Nothing changed about the treatment protocol, dosing, randomization of patients or other such aspects; but I imagine manufacturing to incorporate the TFF patent was made in 2014, and we were informed in 2008, of the pursuit, in 2013, of it’s allowance into the trial, and then finally in 2014 portion of their PR below, accounting for skew on the data and "other requirements in the trial" (my interpretation the "procedure" that needed changing is manufacturing (to account for low WBC, which will also be statistically addressed in the final trial analysis):


"The Company has been blinded at all times, with no access to any data in the Phase III trial, and will remain fully blinded until the trial is completed.  The changes relate to the statistical analyses that will be done at the end of the trial, and do not affect the treatment protocol, dosing, randomization of patients or other such aspects.  The changes were driven solely by external factors — particularly research reports about a newly discovered variable which has been found to significantly affect GBM patients’ survival times, and which the Company recognized could significantly skew the clinical trial results if the trial’s statistical analyses did not control for it.
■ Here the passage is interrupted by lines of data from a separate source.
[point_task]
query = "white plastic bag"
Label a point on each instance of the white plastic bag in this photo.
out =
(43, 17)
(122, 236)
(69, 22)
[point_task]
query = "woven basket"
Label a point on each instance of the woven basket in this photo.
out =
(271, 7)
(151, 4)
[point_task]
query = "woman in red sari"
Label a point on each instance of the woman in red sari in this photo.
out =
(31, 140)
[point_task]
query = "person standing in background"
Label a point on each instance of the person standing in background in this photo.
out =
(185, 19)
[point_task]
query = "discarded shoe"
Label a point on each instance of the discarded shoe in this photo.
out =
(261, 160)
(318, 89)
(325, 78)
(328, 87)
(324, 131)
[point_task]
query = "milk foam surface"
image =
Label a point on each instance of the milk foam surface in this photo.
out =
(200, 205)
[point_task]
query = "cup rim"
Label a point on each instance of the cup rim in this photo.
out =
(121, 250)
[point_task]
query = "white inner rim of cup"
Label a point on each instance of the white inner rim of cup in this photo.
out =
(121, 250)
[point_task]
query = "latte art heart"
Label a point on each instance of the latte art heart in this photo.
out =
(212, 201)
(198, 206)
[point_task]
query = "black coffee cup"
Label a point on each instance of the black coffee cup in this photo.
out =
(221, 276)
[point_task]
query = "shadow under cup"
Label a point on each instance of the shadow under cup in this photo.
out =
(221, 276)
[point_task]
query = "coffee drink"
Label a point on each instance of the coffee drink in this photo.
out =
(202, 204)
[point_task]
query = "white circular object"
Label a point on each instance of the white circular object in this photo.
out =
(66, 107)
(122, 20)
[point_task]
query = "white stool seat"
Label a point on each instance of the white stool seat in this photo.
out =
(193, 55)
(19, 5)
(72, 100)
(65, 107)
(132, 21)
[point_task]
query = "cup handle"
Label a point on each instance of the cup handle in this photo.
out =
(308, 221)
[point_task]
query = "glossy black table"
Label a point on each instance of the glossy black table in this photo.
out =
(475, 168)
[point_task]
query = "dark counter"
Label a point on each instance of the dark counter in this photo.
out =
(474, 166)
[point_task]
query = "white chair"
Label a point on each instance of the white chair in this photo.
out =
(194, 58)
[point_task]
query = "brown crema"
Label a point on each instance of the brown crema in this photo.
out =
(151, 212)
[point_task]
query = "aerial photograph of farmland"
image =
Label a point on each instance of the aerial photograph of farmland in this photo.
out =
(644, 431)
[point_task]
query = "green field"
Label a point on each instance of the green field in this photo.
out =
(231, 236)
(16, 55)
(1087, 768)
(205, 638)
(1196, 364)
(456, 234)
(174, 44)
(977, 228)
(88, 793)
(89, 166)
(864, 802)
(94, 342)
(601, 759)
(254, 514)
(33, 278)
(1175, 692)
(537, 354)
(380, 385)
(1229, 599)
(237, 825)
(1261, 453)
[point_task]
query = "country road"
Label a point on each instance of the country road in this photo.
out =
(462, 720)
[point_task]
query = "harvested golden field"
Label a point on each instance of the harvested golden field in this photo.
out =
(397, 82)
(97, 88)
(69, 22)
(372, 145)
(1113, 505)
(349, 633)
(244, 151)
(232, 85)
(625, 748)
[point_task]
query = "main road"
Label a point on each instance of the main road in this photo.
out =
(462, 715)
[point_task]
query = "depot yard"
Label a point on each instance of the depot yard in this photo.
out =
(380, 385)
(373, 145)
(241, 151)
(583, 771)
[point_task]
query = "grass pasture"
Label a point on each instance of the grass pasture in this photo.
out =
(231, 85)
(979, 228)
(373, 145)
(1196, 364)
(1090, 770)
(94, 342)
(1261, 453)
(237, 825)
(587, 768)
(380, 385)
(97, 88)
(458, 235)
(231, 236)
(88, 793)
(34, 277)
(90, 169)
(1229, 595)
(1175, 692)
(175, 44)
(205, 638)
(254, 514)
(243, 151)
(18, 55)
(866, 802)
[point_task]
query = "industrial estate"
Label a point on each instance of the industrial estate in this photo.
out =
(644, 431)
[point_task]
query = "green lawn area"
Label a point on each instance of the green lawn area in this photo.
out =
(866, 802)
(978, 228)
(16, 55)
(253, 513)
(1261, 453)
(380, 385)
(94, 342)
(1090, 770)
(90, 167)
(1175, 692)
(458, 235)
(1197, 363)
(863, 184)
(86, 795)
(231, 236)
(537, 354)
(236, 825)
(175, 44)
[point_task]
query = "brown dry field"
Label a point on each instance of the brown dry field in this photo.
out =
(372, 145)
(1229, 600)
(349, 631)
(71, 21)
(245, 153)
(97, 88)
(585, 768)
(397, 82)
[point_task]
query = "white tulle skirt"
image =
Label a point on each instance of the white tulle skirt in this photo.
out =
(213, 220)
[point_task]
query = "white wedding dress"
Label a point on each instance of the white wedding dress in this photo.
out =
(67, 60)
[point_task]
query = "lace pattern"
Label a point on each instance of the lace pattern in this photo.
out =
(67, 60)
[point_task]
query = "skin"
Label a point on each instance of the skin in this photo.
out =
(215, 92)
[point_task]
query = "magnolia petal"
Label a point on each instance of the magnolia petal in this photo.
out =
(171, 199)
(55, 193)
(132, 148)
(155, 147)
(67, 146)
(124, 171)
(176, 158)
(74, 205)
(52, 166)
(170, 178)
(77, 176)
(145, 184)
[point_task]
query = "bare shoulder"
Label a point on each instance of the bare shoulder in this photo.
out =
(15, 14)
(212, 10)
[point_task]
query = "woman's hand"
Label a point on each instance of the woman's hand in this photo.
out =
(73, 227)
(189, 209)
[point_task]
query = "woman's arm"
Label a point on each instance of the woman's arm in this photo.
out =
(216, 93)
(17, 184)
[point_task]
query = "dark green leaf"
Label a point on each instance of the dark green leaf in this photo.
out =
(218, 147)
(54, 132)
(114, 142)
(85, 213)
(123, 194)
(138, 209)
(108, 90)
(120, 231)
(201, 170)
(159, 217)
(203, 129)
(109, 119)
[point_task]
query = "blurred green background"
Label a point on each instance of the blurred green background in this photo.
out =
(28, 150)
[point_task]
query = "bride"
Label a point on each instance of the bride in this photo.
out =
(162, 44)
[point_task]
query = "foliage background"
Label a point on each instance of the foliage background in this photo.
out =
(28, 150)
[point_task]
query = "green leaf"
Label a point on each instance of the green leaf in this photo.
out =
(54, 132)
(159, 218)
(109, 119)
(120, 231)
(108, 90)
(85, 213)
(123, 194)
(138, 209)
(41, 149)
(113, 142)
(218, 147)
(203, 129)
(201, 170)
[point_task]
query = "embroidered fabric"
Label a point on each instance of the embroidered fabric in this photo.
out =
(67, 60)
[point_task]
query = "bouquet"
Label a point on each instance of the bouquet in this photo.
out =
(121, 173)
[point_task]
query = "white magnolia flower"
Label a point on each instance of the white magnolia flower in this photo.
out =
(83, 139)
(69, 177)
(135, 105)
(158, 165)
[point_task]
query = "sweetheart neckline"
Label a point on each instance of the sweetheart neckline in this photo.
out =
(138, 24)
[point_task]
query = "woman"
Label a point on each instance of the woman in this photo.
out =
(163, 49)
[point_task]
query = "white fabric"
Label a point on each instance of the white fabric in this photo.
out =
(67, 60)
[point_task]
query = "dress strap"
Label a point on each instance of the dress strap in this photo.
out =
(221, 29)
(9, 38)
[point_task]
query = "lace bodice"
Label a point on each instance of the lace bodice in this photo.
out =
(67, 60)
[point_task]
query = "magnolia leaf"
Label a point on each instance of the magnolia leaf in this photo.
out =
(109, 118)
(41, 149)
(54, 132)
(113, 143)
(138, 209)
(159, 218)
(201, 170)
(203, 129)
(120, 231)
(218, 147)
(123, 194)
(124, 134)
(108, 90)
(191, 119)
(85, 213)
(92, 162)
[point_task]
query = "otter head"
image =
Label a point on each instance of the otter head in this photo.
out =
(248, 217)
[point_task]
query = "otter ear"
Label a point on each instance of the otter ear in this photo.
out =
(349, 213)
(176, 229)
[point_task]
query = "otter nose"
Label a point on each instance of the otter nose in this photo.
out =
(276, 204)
The Company’s Phase III trial design and statistical analyses already controlled for key variables known at the time when the trial was designed, such as a particular genetic factor (referred to as MGMT methylation), the extent of tumor removal, and others.

The trial enhancements will also have to go through Institutional Review Board (IRB) review and approval at each of the clinical trial sites.  There are currently over 50 trial sites in operation in the US and a number of sites in operation in the UK and Germany.  There will also be certain other requirements for implementation of the changes, modified documentation and procedures."